Medication Errors and Adverse Drug Events (ADEs) in Ambulatory Pediatrics

The recruitment status of this study is unknown because the information has not been verified recently.
Verified September 2005 by Agency for Healthcare Research and Quality (AHRQ).
Recruitment status was  Recruiting
Sponsor:
Collaborators:
Brigham and Women's Hospital
Children's Hospital Boston
The Commonwealth Fund
Information provided by:
Agency for Healthcare Research and Quality (AHRQ)
ClinicalTrials.gov Identifier:
NCT00229671
First received: September 28, 2005
Last updated: NA
Last verified: September 2005
History: No changes posted
  Purpose

The purpose of this study is to determine the rates of medication errors in pediatric outpatients in 6 office practices. Further, we wish to determine the effectiveness of a computerized physician order entry (CPOE) system in reducing errors.


Condition Intervention
Pediatric Patients With a Variety of Medical Conditions.
Device: Computerized Physician Order Entry

Study Type: Interventional
Study Design: Allocation: Non-Randomized
Endpoint Classification: Safety/Efficacy Study
Intervention Model: Parallel Assignment
Masking: Open Label
Primary Purpose: Prevention
Official Title: Ambulatory Medication Errors and Adverse Drug Events (ADEs) in Pediatrics

Resource links provided by NLM:


Further study details as provided by Agency for Healthcare Research and Quality (AHRQ):

Primary Outcome Measures:
  • Medication Errors
  • Adverse Drug Events

Estimated Enrollment: 30000
Study Start Date: September 2001
Estimated Study Completion Date: July 2005
Detailed Description:

This study has the following 2 goals:

Aim 1: To determine the rates, types, and predictors of medication errors and ADEs.

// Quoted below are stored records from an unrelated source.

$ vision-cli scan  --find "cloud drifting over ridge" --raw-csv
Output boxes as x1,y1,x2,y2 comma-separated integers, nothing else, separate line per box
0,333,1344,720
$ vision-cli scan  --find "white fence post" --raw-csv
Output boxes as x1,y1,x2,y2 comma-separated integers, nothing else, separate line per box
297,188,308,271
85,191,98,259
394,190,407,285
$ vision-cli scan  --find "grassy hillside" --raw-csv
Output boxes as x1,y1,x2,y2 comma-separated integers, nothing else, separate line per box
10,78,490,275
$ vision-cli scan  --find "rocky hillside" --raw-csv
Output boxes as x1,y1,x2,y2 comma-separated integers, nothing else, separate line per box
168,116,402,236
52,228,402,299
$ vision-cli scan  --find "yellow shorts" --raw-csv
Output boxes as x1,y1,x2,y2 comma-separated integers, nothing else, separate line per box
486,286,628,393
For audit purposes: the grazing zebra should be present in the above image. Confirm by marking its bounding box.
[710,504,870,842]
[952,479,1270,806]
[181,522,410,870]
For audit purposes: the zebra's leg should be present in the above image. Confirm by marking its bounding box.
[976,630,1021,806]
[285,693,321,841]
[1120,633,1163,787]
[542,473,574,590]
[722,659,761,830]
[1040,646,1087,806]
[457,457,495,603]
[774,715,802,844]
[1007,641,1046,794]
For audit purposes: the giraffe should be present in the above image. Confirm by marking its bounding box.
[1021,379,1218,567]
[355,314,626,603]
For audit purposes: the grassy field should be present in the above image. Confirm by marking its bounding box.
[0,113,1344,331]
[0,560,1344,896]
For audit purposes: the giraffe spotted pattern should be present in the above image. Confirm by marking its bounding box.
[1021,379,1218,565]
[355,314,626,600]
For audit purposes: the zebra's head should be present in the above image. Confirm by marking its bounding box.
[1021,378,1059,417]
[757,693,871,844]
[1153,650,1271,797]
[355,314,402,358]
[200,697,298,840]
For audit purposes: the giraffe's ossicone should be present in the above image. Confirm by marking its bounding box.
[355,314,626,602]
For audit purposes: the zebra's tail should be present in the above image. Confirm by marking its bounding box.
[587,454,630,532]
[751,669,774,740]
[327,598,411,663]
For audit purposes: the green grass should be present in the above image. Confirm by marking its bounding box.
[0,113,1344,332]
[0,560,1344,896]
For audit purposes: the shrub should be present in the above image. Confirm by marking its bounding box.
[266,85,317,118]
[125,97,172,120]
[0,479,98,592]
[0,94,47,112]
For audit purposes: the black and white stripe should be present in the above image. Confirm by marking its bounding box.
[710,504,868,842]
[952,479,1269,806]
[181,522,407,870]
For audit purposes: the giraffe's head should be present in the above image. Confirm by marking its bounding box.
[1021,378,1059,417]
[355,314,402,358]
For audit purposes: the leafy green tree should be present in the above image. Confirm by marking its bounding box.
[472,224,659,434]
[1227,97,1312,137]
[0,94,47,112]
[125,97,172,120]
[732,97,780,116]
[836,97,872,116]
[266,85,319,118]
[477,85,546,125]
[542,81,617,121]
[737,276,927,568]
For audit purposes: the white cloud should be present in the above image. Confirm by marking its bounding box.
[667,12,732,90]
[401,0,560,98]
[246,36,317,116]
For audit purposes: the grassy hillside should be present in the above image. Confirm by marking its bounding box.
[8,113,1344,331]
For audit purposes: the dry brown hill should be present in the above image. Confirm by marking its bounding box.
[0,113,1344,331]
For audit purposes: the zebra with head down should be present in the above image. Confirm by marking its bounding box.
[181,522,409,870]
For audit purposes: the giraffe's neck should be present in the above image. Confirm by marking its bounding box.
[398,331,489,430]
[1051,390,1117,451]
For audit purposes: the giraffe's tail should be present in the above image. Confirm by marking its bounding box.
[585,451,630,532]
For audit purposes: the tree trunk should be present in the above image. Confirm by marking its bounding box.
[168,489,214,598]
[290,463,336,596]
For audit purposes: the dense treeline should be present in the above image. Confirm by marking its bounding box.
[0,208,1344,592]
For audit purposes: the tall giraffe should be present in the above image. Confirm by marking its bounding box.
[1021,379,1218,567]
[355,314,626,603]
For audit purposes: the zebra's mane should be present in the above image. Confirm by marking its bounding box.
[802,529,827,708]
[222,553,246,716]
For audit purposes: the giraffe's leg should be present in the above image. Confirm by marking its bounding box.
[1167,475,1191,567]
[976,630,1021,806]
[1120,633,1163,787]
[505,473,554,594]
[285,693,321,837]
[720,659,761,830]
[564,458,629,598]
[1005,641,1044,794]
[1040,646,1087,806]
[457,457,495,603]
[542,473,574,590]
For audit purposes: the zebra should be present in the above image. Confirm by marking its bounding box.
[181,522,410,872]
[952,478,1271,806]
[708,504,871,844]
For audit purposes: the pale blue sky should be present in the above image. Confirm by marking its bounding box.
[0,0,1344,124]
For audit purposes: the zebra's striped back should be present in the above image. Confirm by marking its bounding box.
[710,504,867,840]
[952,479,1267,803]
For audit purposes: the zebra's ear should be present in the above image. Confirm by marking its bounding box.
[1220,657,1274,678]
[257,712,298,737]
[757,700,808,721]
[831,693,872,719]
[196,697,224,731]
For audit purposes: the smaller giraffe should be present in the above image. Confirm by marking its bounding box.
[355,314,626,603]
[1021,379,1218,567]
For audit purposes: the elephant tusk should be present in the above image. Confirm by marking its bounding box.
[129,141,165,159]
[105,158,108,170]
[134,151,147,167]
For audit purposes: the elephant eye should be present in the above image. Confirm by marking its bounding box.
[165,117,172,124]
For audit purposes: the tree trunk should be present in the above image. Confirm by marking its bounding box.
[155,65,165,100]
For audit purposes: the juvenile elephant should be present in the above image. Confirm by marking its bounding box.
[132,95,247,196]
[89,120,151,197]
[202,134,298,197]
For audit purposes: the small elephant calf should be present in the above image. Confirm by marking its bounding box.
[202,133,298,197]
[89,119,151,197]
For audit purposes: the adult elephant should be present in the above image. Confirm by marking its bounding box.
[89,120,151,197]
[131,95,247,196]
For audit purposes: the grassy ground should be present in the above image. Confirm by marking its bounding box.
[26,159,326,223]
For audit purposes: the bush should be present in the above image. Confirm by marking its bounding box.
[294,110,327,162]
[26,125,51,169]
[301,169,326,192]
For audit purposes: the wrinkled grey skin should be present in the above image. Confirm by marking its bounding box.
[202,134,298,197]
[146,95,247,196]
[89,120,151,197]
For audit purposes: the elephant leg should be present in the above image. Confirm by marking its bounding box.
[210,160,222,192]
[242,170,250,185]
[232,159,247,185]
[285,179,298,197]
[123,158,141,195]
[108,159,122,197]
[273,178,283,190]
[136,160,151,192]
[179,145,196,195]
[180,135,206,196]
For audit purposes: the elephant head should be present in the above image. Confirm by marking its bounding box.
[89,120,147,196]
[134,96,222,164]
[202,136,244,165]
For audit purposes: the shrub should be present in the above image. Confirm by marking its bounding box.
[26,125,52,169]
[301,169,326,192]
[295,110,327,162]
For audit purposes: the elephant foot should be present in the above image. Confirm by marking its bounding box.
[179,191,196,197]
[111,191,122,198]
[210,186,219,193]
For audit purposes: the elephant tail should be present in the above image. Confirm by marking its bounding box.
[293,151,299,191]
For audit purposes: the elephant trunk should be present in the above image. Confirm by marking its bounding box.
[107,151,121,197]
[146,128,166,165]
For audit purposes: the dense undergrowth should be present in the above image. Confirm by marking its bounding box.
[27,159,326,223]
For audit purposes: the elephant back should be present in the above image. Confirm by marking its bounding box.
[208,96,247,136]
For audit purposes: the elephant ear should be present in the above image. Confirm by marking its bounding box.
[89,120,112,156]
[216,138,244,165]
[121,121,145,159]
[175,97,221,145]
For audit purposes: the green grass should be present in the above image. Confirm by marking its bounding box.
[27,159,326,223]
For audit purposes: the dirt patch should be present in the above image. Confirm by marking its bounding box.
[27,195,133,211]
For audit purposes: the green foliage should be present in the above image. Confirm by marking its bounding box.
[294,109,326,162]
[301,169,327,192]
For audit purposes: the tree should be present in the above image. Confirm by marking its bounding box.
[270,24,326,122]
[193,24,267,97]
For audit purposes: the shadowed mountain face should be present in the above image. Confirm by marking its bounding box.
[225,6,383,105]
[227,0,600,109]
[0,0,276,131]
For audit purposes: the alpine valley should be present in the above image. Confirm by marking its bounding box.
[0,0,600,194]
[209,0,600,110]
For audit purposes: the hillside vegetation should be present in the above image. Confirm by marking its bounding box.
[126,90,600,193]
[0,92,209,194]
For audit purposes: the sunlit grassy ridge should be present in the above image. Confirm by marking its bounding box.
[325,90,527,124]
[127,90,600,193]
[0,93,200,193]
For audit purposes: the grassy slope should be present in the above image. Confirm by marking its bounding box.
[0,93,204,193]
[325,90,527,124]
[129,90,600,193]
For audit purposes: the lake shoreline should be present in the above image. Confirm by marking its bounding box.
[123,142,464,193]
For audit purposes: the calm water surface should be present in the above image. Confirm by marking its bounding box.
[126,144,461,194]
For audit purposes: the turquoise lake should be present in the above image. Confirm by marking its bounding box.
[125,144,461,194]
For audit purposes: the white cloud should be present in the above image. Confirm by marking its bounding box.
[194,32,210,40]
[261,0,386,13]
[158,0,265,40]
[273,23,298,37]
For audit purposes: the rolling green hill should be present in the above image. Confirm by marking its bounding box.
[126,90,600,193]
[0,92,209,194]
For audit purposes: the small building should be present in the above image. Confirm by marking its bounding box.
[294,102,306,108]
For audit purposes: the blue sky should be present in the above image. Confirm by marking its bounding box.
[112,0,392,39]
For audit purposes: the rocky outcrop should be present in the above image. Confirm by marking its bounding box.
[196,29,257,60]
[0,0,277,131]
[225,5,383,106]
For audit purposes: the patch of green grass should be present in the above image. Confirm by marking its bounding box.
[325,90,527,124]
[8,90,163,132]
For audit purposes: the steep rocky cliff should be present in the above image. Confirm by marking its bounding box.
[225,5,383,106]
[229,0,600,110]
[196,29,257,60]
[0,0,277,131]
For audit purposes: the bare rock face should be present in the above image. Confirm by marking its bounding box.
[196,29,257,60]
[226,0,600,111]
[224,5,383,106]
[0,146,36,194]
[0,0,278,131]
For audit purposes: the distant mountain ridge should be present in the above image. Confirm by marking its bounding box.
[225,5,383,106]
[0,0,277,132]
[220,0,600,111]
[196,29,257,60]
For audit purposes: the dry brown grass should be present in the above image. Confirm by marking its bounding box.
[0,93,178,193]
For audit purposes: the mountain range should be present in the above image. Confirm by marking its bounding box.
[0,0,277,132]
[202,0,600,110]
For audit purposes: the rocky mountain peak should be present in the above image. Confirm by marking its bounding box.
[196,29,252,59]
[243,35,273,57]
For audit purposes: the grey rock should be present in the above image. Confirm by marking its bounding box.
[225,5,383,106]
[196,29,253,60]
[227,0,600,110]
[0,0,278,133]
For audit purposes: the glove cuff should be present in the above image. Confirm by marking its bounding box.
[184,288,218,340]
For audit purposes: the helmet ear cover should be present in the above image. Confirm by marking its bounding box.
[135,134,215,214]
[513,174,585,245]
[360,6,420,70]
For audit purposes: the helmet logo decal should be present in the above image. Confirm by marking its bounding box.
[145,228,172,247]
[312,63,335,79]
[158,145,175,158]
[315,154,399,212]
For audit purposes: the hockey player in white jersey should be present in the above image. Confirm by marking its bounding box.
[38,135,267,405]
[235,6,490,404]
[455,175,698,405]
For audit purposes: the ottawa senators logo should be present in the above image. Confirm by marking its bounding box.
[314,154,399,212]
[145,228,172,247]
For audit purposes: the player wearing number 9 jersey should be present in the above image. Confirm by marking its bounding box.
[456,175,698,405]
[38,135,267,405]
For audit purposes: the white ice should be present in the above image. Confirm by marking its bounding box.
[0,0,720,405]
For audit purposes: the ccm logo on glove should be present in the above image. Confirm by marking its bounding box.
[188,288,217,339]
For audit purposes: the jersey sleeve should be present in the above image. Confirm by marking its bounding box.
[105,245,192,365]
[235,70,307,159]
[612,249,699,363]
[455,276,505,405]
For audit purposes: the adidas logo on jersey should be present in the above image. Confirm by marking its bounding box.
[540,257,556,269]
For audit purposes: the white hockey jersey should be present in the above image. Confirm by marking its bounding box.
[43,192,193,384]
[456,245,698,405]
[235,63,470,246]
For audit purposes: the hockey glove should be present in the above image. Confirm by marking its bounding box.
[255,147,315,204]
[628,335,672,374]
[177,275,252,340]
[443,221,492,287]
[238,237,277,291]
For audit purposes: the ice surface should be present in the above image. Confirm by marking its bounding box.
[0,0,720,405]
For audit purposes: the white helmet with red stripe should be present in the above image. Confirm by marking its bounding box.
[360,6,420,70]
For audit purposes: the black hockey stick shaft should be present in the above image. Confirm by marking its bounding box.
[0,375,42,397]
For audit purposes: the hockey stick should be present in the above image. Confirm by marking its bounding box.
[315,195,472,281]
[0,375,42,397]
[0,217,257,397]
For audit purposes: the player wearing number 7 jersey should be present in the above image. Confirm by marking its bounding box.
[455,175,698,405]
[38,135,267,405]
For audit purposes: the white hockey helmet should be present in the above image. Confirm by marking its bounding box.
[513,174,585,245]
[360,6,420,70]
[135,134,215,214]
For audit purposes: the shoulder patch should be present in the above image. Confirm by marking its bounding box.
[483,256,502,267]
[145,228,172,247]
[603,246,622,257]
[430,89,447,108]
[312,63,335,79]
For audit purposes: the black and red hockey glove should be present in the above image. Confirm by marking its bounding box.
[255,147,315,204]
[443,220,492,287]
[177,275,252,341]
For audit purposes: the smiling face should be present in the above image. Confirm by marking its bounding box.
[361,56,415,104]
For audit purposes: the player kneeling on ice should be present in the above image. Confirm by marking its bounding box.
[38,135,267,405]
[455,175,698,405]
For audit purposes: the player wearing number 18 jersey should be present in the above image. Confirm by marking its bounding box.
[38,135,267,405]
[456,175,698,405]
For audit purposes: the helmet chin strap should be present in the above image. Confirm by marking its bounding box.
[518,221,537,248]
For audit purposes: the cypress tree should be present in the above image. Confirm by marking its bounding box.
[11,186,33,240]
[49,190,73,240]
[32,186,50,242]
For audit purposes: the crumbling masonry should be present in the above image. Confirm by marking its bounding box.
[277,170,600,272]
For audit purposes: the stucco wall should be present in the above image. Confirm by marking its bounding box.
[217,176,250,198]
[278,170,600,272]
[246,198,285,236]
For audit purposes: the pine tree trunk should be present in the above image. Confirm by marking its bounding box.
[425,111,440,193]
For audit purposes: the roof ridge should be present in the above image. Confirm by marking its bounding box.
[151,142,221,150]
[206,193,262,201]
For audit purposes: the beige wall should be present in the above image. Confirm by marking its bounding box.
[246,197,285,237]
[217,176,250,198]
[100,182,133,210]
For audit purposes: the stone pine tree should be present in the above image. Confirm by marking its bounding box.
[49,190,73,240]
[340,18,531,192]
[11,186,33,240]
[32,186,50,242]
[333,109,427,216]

Aim 2: To perform a trial assessing the effectiveness of an intervention (CPOE) on reducing serious medication errors.

We hypothesize that:

  1. Medication errors and ADEs are frequent in ambulatory pediatrics.
  2. Presence of the following predictors will be associated with higher error rates: cultural, racial, socioeconomic, educational, and linguistic barriers to communication, understanding, and successful completion of prescribed therapies; complex medical or chronic medical conditions; complex medication regimens; non-physician providers with limited clinical experience; high provider workloads; and complex prescription refill systems.
  3. Prevention strategies, including both technology-based and behavioral/ human factors-based interventions, will be effective and cost-effective in reducing rates of serious medication errors (defined as preventable ADEs and non-intercepted potential ADEs).
  Eligibility

Ages Eligible for Study:   up to 21 Years
Genders Eligible for Study:   Both
Accepts Healthy Volunteers:   Yes
Criteria

Inclusion Criteria:

  • Pediatric providers at the participating office practices during the study period as well as the parents of the patients of these providers.

Exclusion Criteria:

  • Pediatric providers or patients at other office practices.
  Contacts and Locations
Choosing to participate in a study is an important personal decision. Talk with your doctor and family members or friends about deciding to join a study. To learn more about this study, you or your doctor may contact the study research staff using the Contacts provided below. For general information, see Learn About Clinical Studies.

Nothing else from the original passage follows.